Gambar 21-1 menggambarkan algoritma umum untuk menafsirkan fungsi hati tes.
Albumin dan koagulasi faktor adalah penanda aktivitas sintetis hati dan digunakan untuk
memperkirakan hepatosit berfungsi pada sirosis.
Trombositopenia adalah fitur relatif umum pada penyakit hati kronis dan ditemukan pada
15% sampai 70% dari pasien sirosis.
The Child-Pugh sistem klasifikasi menggunakan kombinasi fisik dan laboratorium Temuan
untuk menilai dan menentukan keparahan sirosis dan merupakan prediktor pasien
kelangsungan hidup, hasil bedah, dan risiko perdarahan varises (Tabel 21-3).

In MELD, laboratory values less than 1 are rounded up to 1. The formulas score is
multiplied by 10 and rounded to the nearest whole number.

Dalam CETAKAN, laboratorium nilai kurang dari 1 dibulatkan ke 1. mencetak Rumus ini
dikalikan dengan 10 dan dibulatkan ke angka terdekat.
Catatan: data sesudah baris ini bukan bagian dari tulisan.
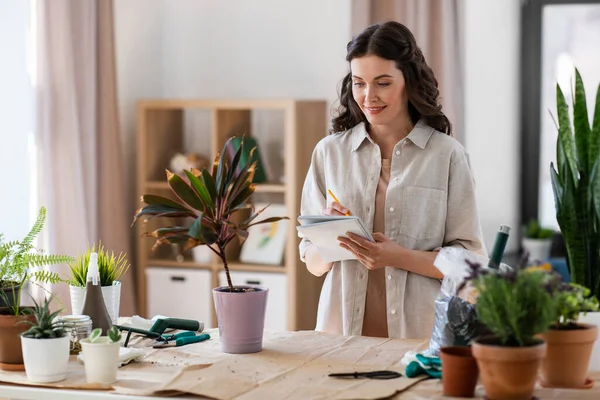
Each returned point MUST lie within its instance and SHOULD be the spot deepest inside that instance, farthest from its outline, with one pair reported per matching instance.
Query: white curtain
(81, 167)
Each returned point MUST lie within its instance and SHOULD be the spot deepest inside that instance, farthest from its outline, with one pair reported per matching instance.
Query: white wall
(16, 115)
(492, 54)
(275, 49)
(227, 49)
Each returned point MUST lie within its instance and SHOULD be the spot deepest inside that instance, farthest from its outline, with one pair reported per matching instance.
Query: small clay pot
(459, 371)
(568, 356)
(508, 372)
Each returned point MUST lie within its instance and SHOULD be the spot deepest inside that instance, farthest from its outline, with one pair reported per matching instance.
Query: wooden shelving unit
(161, 134)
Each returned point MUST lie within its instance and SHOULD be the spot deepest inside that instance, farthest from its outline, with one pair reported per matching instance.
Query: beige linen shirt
(430, 203)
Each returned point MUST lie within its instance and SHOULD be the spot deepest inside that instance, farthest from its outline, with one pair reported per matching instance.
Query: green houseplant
(569, 342)
(17, 258)
(100, 355)
(212, 199)
(515, 306)
(576, 186)
(111, 269)
(45, 346)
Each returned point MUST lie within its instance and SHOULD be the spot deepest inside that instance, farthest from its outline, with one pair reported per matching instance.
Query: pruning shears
(179, 339)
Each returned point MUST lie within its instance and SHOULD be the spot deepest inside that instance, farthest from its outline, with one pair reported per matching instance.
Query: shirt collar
(419, 135)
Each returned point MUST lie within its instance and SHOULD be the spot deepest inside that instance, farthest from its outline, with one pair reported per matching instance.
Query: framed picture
(266, 242)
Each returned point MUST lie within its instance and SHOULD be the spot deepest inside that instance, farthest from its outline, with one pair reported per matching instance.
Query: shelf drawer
(276, 317)
(180, 293)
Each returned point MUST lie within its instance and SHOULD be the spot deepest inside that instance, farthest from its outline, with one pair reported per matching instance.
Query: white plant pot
(538, 249)
(110, 294)
(101, 360)
(45, 360)
(593, 319)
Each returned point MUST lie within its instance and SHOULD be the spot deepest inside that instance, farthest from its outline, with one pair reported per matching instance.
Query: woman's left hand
(371, 255)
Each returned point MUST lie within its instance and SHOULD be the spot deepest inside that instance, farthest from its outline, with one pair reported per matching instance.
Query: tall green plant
(576, 186)
(110, 267)
(17, 258)
(211, 199)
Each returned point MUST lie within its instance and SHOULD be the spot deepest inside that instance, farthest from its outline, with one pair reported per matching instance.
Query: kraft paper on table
(292, 365)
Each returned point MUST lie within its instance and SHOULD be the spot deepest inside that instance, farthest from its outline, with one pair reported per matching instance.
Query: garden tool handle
(191, 339)
(176, 323)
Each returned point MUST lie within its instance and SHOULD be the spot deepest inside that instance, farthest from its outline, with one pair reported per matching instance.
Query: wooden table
(292, 365)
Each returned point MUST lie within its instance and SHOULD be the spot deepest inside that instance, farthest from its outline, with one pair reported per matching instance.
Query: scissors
(369, 375)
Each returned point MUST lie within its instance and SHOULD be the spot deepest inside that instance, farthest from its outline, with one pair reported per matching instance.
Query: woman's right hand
(335, 208)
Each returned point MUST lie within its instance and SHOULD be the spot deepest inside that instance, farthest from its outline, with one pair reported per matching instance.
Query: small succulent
(211, 199)
(114, 334)
(45, 326)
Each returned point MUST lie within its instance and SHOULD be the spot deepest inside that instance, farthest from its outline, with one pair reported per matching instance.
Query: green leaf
(95, 335)
(202, 191)
(184, 192)
(152, 199)
(581, 124)
(565, 134)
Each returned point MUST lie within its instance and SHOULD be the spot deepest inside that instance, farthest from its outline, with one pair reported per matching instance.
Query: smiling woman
(393, 162)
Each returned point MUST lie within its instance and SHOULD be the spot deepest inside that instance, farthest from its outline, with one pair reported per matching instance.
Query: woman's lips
(375, 110)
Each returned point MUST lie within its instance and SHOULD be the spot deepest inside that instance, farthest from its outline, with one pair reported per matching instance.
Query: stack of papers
(323, 231)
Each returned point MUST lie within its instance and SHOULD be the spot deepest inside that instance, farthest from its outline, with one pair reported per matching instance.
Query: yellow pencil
(335, 199)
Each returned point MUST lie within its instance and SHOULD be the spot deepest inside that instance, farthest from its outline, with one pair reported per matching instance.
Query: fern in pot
(570, 342)
(211, 200)
(19, 263)
(576, 186)
(111, 269)
(515, 306)
(45, 346)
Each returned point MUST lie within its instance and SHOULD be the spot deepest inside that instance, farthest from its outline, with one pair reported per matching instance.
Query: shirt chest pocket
(423, 212)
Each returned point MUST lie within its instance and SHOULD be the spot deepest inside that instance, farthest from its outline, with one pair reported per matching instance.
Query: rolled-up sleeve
(314, 191)
(462, 220)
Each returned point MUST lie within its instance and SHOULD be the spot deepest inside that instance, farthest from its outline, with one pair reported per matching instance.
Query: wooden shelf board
(260, 187)
(156, 262)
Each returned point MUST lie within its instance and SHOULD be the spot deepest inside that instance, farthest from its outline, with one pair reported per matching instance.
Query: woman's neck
(387, 136)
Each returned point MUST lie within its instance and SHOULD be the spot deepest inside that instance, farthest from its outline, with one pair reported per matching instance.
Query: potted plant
(16, 260)
(101, 355)
(537, 241)
(212, 199)
(45, 346)
(569, 343)
(111, 269)
(515, 306)
(575, 182)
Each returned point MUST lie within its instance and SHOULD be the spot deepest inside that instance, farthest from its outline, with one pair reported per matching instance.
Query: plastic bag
(455, 322)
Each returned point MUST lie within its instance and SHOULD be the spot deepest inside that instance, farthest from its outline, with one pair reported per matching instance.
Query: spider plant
(110, 267)
(211, 199)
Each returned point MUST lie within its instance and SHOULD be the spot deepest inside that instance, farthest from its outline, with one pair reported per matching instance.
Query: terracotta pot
(241, 318)
(568, 356)
(508, 373)
(11, 356)
(459, 371)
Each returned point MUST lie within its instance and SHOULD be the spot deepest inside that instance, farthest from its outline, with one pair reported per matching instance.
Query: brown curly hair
(393, 41)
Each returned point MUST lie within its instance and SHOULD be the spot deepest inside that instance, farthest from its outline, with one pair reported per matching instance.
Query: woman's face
(379, 89)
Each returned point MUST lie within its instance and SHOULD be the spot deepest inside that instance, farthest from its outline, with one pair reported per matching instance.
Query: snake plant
(211, 199)
(576, 186)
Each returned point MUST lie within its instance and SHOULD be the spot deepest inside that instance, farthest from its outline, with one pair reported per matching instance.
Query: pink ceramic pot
(241, 318)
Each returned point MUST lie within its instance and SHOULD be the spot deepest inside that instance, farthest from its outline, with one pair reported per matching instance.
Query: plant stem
(224, 260)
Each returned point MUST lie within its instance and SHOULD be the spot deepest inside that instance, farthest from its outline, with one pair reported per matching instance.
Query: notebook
(323, 231)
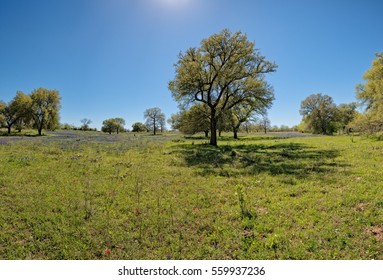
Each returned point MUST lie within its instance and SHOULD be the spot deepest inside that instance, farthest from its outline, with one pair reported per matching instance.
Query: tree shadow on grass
(294, 159)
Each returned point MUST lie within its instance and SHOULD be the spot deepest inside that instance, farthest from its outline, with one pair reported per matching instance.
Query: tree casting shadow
(295, 159)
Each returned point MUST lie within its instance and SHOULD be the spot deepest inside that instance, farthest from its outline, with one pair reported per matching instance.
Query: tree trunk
(213, 128)
(235, 131)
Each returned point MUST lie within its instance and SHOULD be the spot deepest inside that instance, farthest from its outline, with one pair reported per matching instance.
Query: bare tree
(154, 118)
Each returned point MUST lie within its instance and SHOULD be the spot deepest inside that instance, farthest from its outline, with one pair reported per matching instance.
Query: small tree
(85, 124)
(154, 117)
(45, 107)
(113, 125)
(17, 111)
(120, 122)
(346, 114)
(139, 127)
(371, 94)
(265, 123)
(319, 113)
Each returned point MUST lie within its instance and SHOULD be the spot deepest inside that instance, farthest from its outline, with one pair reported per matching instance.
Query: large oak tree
(224, 71)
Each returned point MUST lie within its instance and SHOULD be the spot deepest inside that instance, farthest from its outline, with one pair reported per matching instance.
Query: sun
(173, 3)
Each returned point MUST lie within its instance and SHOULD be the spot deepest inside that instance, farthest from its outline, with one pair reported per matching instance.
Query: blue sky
(114, 58)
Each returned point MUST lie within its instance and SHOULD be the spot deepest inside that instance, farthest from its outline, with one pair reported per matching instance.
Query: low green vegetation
(88, 195)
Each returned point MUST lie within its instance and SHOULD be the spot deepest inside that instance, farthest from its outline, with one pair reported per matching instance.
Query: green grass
(145, 197)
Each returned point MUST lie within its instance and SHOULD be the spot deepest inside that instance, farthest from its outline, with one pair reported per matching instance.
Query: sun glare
(173, 3)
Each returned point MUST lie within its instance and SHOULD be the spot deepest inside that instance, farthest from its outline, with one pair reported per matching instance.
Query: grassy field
(96, 196)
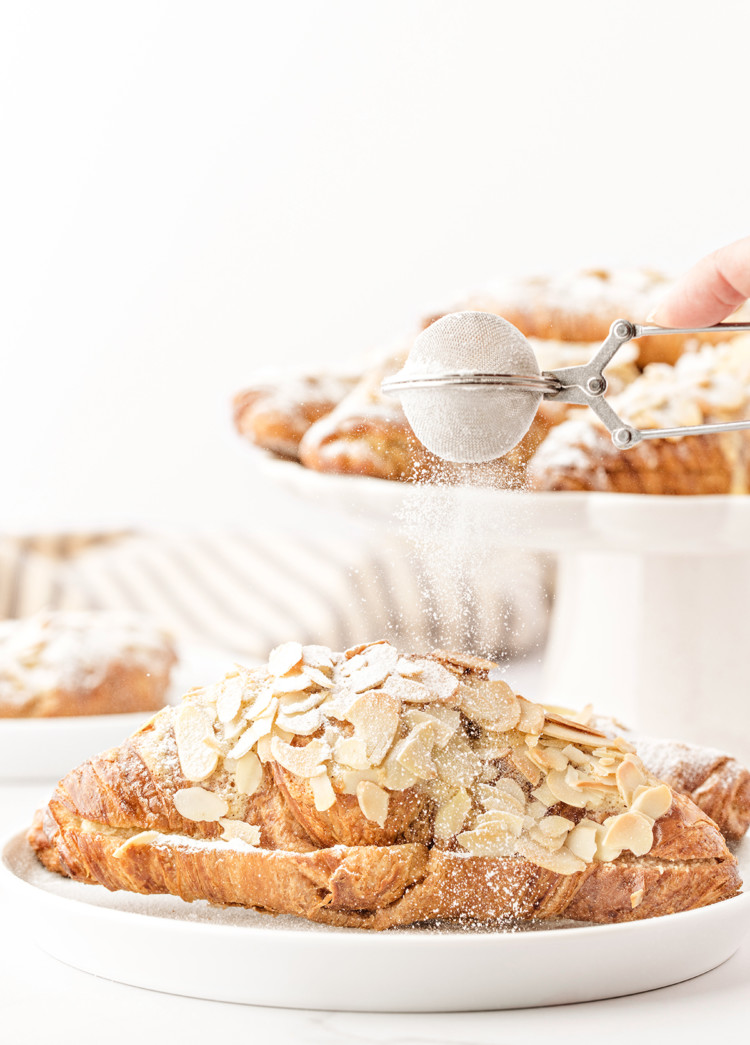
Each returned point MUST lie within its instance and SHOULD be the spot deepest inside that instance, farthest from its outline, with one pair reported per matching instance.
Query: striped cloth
(247, 594)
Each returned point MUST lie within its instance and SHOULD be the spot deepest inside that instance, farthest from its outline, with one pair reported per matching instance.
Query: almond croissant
(372, 789)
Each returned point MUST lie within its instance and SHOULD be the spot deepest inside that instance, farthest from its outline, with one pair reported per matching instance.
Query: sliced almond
(414, 752)
(563, 788)
(284, 657)
(371, 668)
(490, 701)
(582, 840)
(248, 773)
(323, 793)
(631, 831)
(532, 718)
(299, 681)
(318, 656)
(445, 721)
(352, 751)
(301, 725)
(456, 763)
(193, 729)
(200, 805)
(451, 814)
(376, 718)
(630, 776)
(249, 833)
(230, 697)
(300, 761)
(561, 862)
(347, 780)
(652, 802)
(260, 727)
(143, 838)
(489, 840)
(373, 802)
Goals of Treatment: Treatment goals are clinical improvement or resolution of acute


complications, such as variceal bleeding, and resolution of hemodynamic instability
for an episode of acute variceal hemorrhage. Other goals are prevention of complications,
adequate lowering of portal pressure with medical therapy using -adrenergic
blocker therapy, and support of abstinence from alcohol.

Tujuan Pengobatan: Tujuan pengobatan adalah perbaikan klinis atau resolusi akut
komplikasi, seperti perdarahan varises, dan resolusi ketidakstabilan hemodinamik untuk
episode perdarahan varises akut. tujuan lainnya adalah pencegahan komplikasi, memadai
menurunkan tekanan portal dengan terapi medis menggunakan -adrenergik terapi blocker,
dan dukungan pantang dari alkohol.
Sirosis menyebabkan asites, hipertensi portal, esophageal varises, ensefalopati hepatic, dan
gangguan koagulasi.
-

Asites adalah akumulasi patologi dari cairan limpa dalam rongga peritoneum dan
merupakan presentasi awal dan umum dari sirosis.
Hipertensi portal ditandai dengan hipervolemia, peningkatan indeks kardiak,
hipertensi, dan penurunan resistensi sistem vascular. Perkembangan dari hipertensi
portal akan mengarah ke varises.
Ensefalopati hepatic adalah gangguan fungsional metabolik pada otak, merujuk pada
perubahan kepribadian, keadaan mental, dan susunan saraf pada orang yang

mengalami gagal hati. Gejalanya diperkirakan karena kadar ammonia meningkat


dalam peredaran darah dan otak, seharusnya ammonia dalam tubuh dirombak oleh
hati. Selain itu glutamat, reseptor agonis benzodiazepine, asam amino aromatic, dan
mangan adalah penyebab paling poten.
Gangguan koagulan disebabkan oleh pengurangan sintesis factor koagulasi,
fibrinolisis
yang
berlebihan,
koagulasi
intravascular
diseminata
(KID),
trombositopenia, dan disfungsi platelet. Selain itu juga terjadi penurunan vitamin K,
dengan faktor VII terpengaruh pertama karena memiliki waktu paruh yang pendek.